The Fear Cage Has More Than One Entrance

I’m way behind in updating my blog, but I promised to talk about this so I’ll post it first.

Just after the scope showed no signs of cancer inside my mouth or throat, I started to get a little more sick. It took a form that made it hard to get enough to eat or enough hydration, and I was still struggling with the end of the insomnia.

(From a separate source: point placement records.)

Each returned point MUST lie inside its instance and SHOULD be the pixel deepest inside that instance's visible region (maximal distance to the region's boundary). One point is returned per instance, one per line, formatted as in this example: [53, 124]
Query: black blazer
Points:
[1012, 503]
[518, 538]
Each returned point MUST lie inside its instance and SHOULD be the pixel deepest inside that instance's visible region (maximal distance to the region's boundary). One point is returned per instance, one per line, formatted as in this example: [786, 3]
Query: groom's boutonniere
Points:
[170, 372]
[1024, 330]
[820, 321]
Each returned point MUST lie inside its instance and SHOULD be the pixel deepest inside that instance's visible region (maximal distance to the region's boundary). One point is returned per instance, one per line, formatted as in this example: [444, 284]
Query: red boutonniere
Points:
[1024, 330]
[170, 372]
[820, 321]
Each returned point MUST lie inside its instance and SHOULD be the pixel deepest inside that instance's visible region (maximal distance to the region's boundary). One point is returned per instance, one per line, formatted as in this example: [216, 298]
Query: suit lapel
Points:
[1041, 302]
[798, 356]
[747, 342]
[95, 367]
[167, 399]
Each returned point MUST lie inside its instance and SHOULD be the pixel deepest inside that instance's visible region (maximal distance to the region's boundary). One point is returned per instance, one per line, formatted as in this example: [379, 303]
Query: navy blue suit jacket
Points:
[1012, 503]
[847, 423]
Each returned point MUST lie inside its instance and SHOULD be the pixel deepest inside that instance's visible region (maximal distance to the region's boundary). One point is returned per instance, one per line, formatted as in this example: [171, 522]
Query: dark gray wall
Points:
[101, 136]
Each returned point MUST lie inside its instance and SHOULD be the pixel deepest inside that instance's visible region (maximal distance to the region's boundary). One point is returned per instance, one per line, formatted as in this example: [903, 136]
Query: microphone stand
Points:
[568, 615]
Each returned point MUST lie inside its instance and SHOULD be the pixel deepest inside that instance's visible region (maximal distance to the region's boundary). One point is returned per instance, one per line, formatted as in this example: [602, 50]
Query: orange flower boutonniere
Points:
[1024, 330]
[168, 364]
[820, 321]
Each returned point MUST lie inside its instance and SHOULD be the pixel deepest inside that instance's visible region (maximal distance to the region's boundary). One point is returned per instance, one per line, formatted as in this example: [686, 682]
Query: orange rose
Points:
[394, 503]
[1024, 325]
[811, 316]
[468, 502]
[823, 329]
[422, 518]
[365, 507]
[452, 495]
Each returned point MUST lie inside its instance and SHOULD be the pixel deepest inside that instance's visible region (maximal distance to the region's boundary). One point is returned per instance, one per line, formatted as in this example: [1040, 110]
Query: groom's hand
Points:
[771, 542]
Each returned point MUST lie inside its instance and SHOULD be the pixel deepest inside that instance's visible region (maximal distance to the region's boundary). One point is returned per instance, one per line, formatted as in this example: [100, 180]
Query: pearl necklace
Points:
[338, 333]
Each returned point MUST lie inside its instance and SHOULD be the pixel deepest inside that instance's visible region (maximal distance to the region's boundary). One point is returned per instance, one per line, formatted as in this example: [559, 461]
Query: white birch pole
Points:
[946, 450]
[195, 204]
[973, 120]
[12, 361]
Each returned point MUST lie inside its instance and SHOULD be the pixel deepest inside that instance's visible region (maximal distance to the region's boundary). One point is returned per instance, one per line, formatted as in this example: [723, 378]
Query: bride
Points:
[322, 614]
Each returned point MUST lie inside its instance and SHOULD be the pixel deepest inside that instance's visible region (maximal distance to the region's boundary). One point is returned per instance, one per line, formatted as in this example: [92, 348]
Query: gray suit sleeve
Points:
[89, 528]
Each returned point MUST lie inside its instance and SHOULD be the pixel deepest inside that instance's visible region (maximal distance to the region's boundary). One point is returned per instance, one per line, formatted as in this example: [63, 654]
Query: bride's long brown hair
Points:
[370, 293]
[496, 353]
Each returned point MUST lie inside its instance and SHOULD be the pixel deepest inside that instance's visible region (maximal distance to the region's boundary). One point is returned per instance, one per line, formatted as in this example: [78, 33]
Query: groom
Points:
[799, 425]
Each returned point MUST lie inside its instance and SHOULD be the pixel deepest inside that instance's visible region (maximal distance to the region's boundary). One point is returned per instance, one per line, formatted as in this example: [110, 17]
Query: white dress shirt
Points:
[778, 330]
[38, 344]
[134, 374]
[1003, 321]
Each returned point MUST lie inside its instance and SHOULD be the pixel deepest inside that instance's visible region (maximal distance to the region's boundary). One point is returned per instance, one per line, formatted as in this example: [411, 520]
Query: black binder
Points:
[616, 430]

I also didn’t realize at the time how much pain I was in. I know that sounds funny: how can you be in a lot of pain and not know it? When the pain grows gradually, you get used to it. It’s like the slew of experiments: drop a frog directly into hot water and it leaps out, but drop the frog in water while it’s cool and warm it very gradually and the frog will stay in the water until it dies from the heat.

120918frog

Lack of food, water and sleep and the presence of pain changes you. I was too close to realize that, and I let it reopen the fear cage. I started reading blogs again about how sick the treatments can make you, and how long it takes some people to recover. I got pretty depressed, which didn’t help.

This time it was Charlie who pulled me out of the fear cage. He reminded me to stop reading the blogs. I wouldn’t know what was going to happen to me until it happened. And even if I did¬†get a lot sicker, worrying about it wouldn’t change anything. All I had to do was finish the treatments, weather out whatever comes, and then it would all be done.

He was right, and I diligently resumed taking my anti-anxiety medicine as an additional help through those weeks. Now that I’m on the other side, I am, in fact, much sicker, and I still think the days I spent afraid of this were wasted days. Life is too short to worry about what may–or even what’s definitely going to–happen tomorrow. However long you live, you have far too few todays.